I know it is very simple but something is going amiss.

We can see here that $\log(1+\dfrac{1}{n})=\displaystyle \int_{n}^{n+1}\dfrac{dt}{t}$

if $t \in[n,n+1]$, $\dfrac{1}{n+1}\le\dfrac{1}{t}\le\dfrac{1}{n}$

I want to show that $\dfrac{1}{n+1}\le\displaystyle \int_{n}^{n+1}\dfrac{dt}{t}\le\dfrac{1}{n}$.

Can I straight infer that?
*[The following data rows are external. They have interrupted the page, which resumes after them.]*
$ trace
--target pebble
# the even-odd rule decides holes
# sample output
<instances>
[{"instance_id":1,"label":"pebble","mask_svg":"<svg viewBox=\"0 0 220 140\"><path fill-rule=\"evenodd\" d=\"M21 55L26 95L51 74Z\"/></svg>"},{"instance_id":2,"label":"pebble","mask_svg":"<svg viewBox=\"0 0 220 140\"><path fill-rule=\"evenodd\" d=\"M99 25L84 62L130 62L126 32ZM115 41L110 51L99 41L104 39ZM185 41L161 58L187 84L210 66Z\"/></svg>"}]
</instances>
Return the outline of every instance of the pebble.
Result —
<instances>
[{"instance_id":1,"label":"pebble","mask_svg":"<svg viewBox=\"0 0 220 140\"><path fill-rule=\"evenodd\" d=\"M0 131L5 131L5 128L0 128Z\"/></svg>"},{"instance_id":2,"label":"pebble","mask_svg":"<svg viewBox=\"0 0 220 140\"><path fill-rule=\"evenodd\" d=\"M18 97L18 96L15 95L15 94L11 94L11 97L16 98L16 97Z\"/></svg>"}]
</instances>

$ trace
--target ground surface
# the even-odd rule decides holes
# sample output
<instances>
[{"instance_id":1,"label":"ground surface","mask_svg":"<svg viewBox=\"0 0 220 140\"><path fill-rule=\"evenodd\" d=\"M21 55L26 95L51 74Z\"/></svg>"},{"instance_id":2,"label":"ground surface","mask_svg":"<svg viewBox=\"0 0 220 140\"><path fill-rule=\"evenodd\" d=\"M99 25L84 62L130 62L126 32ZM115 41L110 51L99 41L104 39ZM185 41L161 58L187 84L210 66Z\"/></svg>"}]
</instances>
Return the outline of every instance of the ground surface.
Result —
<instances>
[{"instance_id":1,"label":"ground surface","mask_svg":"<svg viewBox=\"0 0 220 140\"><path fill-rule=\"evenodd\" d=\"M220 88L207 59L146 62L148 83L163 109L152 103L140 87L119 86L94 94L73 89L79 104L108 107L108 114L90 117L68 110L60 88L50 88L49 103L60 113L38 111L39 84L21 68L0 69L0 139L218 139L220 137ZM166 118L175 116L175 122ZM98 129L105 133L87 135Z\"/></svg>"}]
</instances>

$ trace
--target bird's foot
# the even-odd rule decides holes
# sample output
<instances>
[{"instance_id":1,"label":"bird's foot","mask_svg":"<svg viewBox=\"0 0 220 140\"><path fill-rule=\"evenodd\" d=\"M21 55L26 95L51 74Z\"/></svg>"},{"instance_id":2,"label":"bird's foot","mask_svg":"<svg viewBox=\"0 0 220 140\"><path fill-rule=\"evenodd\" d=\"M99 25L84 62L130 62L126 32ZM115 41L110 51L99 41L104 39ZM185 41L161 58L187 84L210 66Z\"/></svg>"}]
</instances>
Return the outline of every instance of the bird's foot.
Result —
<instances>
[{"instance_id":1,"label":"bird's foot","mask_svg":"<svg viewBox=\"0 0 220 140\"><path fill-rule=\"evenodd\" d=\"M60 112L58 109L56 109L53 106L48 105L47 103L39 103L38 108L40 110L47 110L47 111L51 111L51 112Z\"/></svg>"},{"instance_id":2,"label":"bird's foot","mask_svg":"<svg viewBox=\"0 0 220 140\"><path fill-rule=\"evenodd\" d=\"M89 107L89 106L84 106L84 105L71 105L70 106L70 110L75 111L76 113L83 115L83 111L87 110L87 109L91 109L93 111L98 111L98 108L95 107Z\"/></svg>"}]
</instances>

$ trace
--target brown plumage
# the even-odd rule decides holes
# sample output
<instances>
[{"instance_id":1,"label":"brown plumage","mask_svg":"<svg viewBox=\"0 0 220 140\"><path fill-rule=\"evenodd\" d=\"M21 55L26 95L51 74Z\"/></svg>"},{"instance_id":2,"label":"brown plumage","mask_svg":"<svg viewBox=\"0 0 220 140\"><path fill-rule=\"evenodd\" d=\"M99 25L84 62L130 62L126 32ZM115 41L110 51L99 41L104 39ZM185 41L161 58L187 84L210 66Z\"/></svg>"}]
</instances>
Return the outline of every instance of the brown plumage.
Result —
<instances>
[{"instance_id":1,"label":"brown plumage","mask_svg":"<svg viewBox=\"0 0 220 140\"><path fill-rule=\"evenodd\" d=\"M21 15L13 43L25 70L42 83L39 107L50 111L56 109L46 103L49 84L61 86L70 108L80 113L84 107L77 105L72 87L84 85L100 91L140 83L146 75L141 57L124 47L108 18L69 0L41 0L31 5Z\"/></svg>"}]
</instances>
If so what is the logic behind it? I was thinking of using $\displaystyle \Sigma_{i=1}^{n}$ and sandwiching $\displaystyle \int_{n}^{n+1}\dfrac{dt}{t}$ between. But confused !

Answer 1

Yes, because $\frac{1}{n+1} \leq \frac{1}{t} \leq \frac{1}{n}$ for $t \in [n, n+1]$, so $$\int_{n}^{n+1} \frac{1}{n+1} \, dt \leq \int_{n}^{n+1} \frac{1}{t} \, dt \leq \int_{n}^{n+1} \frac{1}{n} \, dt$$ then your inequality follows.

Answer 2

$$n\le t\le n+1$$

$$\frac {1}{n+1} \le \frac {1}{t}\le \frac {1}{n}$$

$$ \int _n ^{n+1}\frac {dt}{n+1} \le \int _n ^{n+1}\frac {dt}{t}\le \int _n ^{n+1}\frac {dt}{n}$$ $$\dfrac{1}{n+1}\le\displaystyle \int_{n}^{n+1}\dfrac{dt}{t}\le\dfrac{1}{n}$$